简体   繁体   English

Python中的DataFrame的DataFrame(Pandas)

[英]DataFrame of DataFrames in Python (Pandas)

The idea here is that for every year, I am able to create three dataframes(df1, df2, df3), each containing different firms and stock prices('firm' and 'price' are the two columns in df1~df3). 这里的想法是,每年,我能够创建三个数据框(df1,df2,df3),每个数据框包含不同的公司和股票价格('公司'和'价格'是df1~df3中的两列)。 I would like to use another dataframe (named 'store' below) to store the three dataframes every year. 我想使用另一个数据帧(下面命名为“store”)来存储每年的三个数据帧。

Here is what I code: 这是我的代码:

store = pd.DataFrame(list(range(1967,2014)), columns=['year'])
for year in range(1967,2014):
    ....some codes that allow me to generate df1, df2 and df3 correctly...
    store.loc[store['year']==year, 'df1']=df1
    store.loc[store['year']==year, 'df2']=df2
    store.loc[store['year']==year, 'df3']=df3

I am not getting error warning or anything after this code. 我没有收到错误警告或此代码后的任何内容。 But in the "store" dataframe, columns 'df1', 'df2' and 'df3' are all 'NAN' values. 但在“商店”数据框中,列'df1','df2'和'df3'都是'NAN'值。

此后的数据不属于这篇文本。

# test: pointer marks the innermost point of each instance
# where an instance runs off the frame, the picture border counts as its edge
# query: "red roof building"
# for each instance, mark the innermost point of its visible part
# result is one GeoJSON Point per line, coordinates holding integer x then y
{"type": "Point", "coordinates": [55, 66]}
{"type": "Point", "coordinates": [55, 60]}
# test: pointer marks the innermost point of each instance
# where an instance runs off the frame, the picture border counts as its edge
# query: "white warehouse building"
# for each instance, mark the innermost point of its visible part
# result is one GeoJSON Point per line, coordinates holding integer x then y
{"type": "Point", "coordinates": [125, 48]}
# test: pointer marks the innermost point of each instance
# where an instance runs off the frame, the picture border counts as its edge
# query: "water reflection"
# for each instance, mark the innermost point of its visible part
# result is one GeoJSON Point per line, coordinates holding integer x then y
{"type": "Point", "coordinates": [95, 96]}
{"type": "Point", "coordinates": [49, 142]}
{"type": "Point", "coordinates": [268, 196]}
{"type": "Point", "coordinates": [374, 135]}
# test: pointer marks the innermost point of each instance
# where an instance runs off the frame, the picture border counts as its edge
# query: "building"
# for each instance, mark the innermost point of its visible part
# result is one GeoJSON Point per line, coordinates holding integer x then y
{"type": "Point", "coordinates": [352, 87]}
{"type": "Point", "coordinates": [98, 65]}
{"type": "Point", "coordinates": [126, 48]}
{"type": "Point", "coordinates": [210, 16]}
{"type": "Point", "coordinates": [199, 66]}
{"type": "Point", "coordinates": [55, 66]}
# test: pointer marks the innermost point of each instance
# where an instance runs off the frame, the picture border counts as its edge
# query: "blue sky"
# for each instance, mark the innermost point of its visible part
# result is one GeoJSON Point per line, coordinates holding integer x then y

I think that pandas offers better alternatives to what you're suggesting (rationale below). 我认为大熊猫提供了更好的替代方案(你的建议如下)。

For one, there's the pandas.Panel data structure, which was meant for things like you're doing here. 首先,有pandas.Panel数据结构,它适用于你在这里做的事情。

However, as Wes McKinney (the Pandas author) noted in his book Python for Data Analysis: Data Wrangling with Pandas, NumPy, and IPython , multi-dimensional indices, to a large extent, offer a better alternative. 然而,正如Wes McKinney(熊猫作者)在他的“ 数据分析Python:与熊猫,NumPy和IPython的数据争夺”一书中指出的那样,多维指数在很大程度上提供了更好的选择。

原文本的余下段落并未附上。